TANZANIA is among ten African countries offering enormous potential for strategic investors in the transportation and logistics industry, a PricewaterhouseCoopers report says.
Titled Africa Gearing Up, the report, says Tanzania is expected to become one of the fastest-growing economies in the world with the key drivers being the recent natural gas discoveries, regional integration supported by an extension of transport infrastructure networks, reforms to ease of doing business in the country and long-term stable democracy.
According to the report which focused on ten selected economies in Africa, infrastructure performs fairly well compared to its African peers, but the quality is still too poor and has a negative impact on the economy's productive capacity.
Tanzania is already one of sub- Saharan Africa's most rapidly growing economies. It has registered a strong economic growth for over a decade with levels of growth reaching 7 per cent last year and projected to reach 7.3 per cent this year.
Recent discoveries of natural gas offshore and a broad number of planned infrastructure projects are expected to further boost to the economy.
With estimated 46.5 trillion cubic feet of natural gas reserves that is expected to rise to 200 trillion cubic feet after the next two years, Tanzania is now firmly on the global energy map as one of the hottest spot for the global energy industry.
Major international energy companies, including British gas firm BG Group, Norway's Statoil, Brazil's Petrobras, Royal Dutch Shell and Exxon Mobil Corp from the US have invested in seven deep offshore blocks and one onshore block that have been so far offered for oil and gas exploration.
It is expected that Tanzania will become a leading exporter of liquefied natural gas (LNG) by 2025, supplying markets as diverse as Pakistan, China, Spain and Chile. The PWC report notes that the infrastructure in Tanzania has witnessed impressive investment in recent years and there is more to come.
Transport and utilities infrastructure projects worth $19 billion are in the pipeline. Last year, Tanzania signed a framework deal with China Merchants Holdings (International) to construct a new port at Bagamoyo, 75 kilometres north of Dar es Salaam in a project expected involve more than US$10 billion.
The construction of the port will also involve building infrastructure for a special economic zone and railway network. The new port will be able to handle 20 times more cargo than the Dar es Salaam port and is expected to relieve pressure of the Dar port once it begins operating in 2017.

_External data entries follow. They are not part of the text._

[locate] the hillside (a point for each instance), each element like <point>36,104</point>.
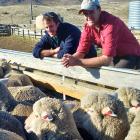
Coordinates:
<point>20,14</point>
<point>44,2</point>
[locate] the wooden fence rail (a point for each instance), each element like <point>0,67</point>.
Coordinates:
<point>26,32</point>
<point>5,30</point>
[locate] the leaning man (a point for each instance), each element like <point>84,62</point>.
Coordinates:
<point>59,39</point>
<point>119,46</point>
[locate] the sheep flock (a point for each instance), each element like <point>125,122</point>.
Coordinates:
<point>27,113</point>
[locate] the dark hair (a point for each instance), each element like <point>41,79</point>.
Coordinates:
<point>51,16</point>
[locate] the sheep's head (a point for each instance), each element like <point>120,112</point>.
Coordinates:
<point>48,109</point>
<point>130,97</point>
<point>103,105</point>
<point>6,100</point>
<point>106,114</point>
<point>49,116</point>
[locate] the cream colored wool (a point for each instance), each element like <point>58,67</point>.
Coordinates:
<point>26,93</point>
<point>134,132</point>
<point>61,127</point>
<point>10,123</point>
<point>5,66</point>
<point>100,126</point>
<point>7,135</point>
<point>128,95</point>
<point>8,103</point>
<point>19,80</point>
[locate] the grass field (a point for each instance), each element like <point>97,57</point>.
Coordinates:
<point>20,14</point>
<point>17,43</point>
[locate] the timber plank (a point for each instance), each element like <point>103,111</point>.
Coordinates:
<point>107,76</point>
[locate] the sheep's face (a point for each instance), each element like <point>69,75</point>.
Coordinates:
<point>48,109</point>
<point>130,97</point>
<point>105,114</point>
<point>103,105</point>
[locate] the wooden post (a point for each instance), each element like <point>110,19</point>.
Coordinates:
<point>35,33</point>
<point>18,31</point>
<point>41,33</point>
<point>23,32</point>
<point>28,33</point>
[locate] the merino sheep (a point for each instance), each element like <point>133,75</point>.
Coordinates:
<point>10,123</point>
<point>19,80</point>
<point>7,135</point>
<point>131,99</point>
<point>51,119</point>
<point>7,103</point>
<point>1,72</point>
<point>134,132</point>
<point>26,93</point>
<point>103,116</point>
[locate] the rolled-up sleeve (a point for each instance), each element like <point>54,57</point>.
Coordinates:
<point>45,43</point>
<point>69,45</point>
<point>110,38</point>
<point>39,47</point>
<point>85,41</point>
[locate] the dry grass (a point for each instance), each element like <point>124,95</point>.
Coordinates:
<point>17,43</point>
<point>20,14</point>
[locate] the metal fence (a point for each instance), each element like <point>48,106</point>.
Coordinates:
<point>5,30</point>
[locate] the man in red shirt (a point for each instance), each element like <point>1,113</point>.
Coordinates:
<point>119,46</point>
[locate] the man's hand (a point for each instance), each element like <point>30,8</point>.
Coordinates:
<point>69,60</point>
<point>56,50</point>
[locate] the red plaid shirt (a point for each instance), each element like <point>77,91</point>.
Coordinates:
<point>113,37</point>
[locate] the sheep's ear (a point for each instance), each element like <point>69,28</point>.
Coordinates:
<point>115,94</point>
<point>69,105</point>
<point>135,103</point>
<point>28,129</point>
<point>46,117</point>
<point>108,112</point>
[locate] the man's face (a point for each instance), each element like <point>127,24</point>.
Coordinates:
<point>50,27</point>
<point>92,16</point>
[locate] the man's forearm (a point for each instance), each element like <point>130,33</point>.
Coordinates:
<point>45,53</point>
<point>95,62</point>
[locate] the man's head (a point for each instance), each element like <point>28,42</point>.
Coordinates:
<point>91,9</point>
<point>49,21</point>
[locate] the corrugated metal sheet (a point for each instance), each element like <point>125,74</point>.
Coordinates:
<point>134,15</point>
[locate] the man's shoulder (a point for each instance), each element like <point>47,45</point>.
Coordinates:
<point>67,25</point>
<point>107,17</point>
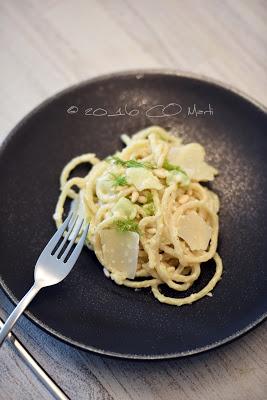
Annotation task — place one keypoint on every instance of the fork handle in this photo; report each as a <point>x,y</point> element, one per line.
<point>24,302</point>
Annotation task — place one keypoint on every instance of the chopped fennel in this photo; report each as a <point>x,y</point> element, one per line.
<point>149,209</point>
<point>126,225</point>
<point>118,180</point>
<point>130,163</point>
<point>124,208</point>
<point>142,179</point>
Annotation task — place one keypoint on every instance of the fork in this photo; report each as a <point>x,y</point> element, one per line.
<point>51,266</point>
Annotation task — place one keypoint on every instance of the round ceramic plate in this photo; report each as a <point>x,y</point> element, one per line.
<point>89,310</point>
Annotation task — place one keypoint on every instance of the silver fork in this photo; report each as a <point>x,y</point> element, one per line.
<point>50,268</point>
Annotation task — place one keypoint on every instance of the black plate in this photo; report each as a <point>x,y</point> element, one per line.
<point>89,310</point>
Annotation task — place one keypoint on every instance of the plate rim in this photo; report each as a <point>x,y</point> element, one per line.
<point>135,72</point>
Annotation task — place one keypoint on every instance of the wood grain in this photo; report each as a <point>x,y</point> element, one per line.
<point>47,46</point>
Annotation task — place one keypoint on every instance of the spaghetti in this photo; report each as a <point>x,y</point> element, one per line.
<point>151,221</point>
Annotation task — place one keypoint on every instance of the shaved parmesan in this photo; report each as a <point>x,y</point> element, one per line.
<point>195,231</point>
<point>142,178</point>
<point>120,251</point>
<point>78,209</point>
<point>190,158</point>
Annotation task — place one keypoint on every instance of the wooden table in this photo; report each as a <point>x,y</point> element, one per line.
<point>49,45</point>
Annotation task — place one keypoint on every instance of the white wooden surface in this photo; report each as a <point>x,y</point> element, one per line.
<point>49,45</point>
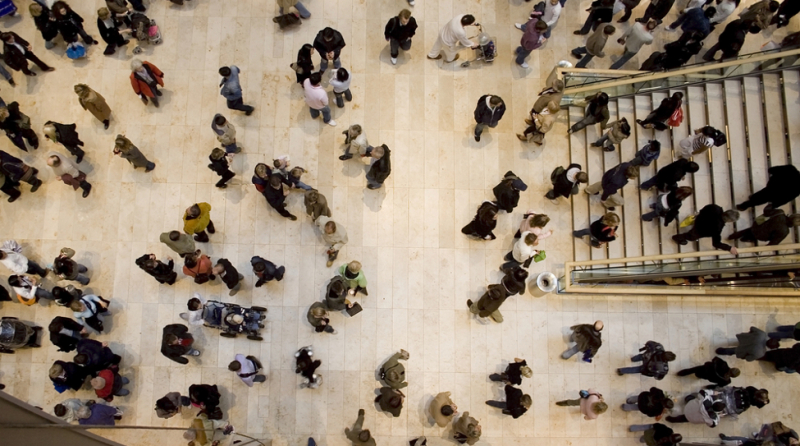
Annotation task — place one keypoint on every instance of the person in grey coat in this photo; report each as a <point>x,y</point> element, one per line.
<point>126,150</point>
<point>752,345</point>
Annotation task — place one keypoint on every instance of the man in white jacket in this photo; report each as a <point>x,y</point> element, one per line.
<point>450,36</point>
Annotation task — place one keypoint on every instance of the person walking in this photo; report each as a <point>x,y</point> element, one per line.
<point>124,148</point>
<point>488,112</point>
<point>163,272</point>
<point>594,46</point>
<point>266,271</point>
<point>613,181</point>
<point>380,166</point>
<point>196,219</point>
<point>587,338</point>
<point>232,89</point>
<point>634,39</point>
<point>145,80</point>
<point>219,164</point>
<point>709,222</point>
<point>229,275</point>
<point>247,368</point>
<point>317,98</point>
<point>717,371</point>
<point>329,44</point>
<point>783,186</point>
<point>67,172</point>
<point>17,52</point>
<point>398,32</point>
<point>93,102</point>
<point>450,36</point>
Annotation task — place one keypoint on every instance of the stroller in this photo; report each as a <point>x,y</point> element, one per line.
<point>486,51</point>
<point>144,29</point>
<point>233,319</point>
<point>17,334</point>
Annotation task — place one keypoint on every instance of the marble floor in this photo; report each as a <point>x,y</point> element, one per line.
<point>421,269</point>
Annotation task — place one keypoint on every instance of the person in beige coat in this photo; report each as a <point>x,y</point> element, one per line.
<point>442,409</point>
<point>334,236</point>
<point>540,123</point>
<point>94,102</point>
<point>467,430</point>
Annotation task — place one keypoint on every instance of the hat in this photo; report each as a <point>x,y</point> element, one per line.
<point>517,183</point>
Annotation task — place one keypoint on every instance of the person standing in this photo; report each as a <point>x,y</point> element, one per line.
<point>450,36</point>
<point>67,172</point>
<point>334,235</point>
<point>94,102</point>
<point>232,89</point>
<point>145,80</point>
<point>398,32</point>
<point>317,98</point>
<point>17,52</point>
<point>66,135</point>
<point>488,112</point>
<point>246,368</point>
<point>380,166</point>
<point>638,35</point>
<point>329,44</point>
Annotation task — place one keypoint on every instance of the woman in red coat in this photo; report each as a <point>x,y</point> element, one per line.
<point>145,80</point>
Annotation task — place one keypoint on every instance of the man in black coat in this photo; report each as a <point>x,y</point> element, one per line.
<point>709,222</point>
<point>17,52</point>
<point>276,196</point>
<point>398,32</point>
<point>225,270</point>
<point>717,371</point>
<point>176,342</point>
<point>380,167</point>
<point>783,186</point>
<point>506,193</point>
<point>329,44</point>
<point>95,356</point>
<point>488,113</point>
<point>668,176</point>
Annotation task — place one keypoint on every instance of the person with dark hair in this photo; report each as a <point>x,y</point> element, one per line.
<point>483,223</point>
<point>390,400</point>
<point>567,181</point>
<point>668,205</point>
<point>596,112</point>
<point>488,112</point>
<point>600,11</point>
<point>442,409</point>
<point>717,371</point>
<point>782,187</point>
<point>709,222</point>
<point>329,44</point>
<point>657,118</point>
<point>196,219</point>
<point>70,24</point>
<point>594,46</point>
<point>232,89</point>
<point>666,179</point>
<point>266,271</point>
<point>398,32</point>
<point>357,435</point>
<point>451,36</point>
<point>655,361</point>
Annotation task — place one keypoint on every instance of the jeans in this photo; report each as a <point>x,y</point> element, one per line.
<point>326,113</point>
<point>581,51</point>
<point>339,100</point>
<point>238,104</point>
<point>522,54</point>
<point>304,13</point>
<point>626,56</point>
<point>395,46</point>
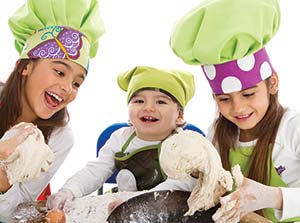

Construction of the ambitious project is expected to begin in earnest this year after bureaucratic hurdles were resolved, President Jakaya Kikwete said in Dar es Salaam last week at Reuters Africa Investment Summit.
Tanzania has also ambitious plans for investment in rail infrastructure to serve the neighbouring landlocked countries of Uganda, Burundi, Rwanda, DR Congo, Zambia and Malawi.
The report says rail projects with an estimated value of more than US$14 billion are currently in various stages of development. These include a US$2.7 billion project to develop a new railway line from Tanga at the Indian Ocean to Musoma on Lake Victoria.
The Chinese Government has signed a US$42 million agreement with the Tanzania- Zambia Railway Authority (Tazara) enabling Chinese companies to rehabilitate the railway, which is an important regional transport network connecting Eastern Africa to Asia and the Far East through the Port of Dar es Salaam.
Once completed, the deal will drastically increase capacity. Tanzania, together with Rwanda and Burundi, is also developing plans for a new railway linking the three countries.
The 1 651-km line is planned to link Dar es Salaam with Isaka (Tanzania), Kigali (Rwanda) and Musongati (Burundi). It is estimated the project will cost US$ 5.1 billion.
The PwC report further notes that logistics performance has improved significantly in recent years with a performance index showing Tanzania's overall logistics ranking has shown significant improvement over the past few years.
From an overall global ranking of 137th in 2007, it is now ranked 88th out of 155 countries and 9th in Africa, it notes adding however that despite significant improvements in international shipments, infrastructure, track & trace and logistics competence since 2007, customs and timeliness have declined slightly since 2010.
However, the performance of customs procedures is likely to improve in the near future, since Tanzania has started implementing the Pre-Arrival Declaration (PAD) system, an electronic submission system for customs declarations to promote trade and to improve the business environment generally.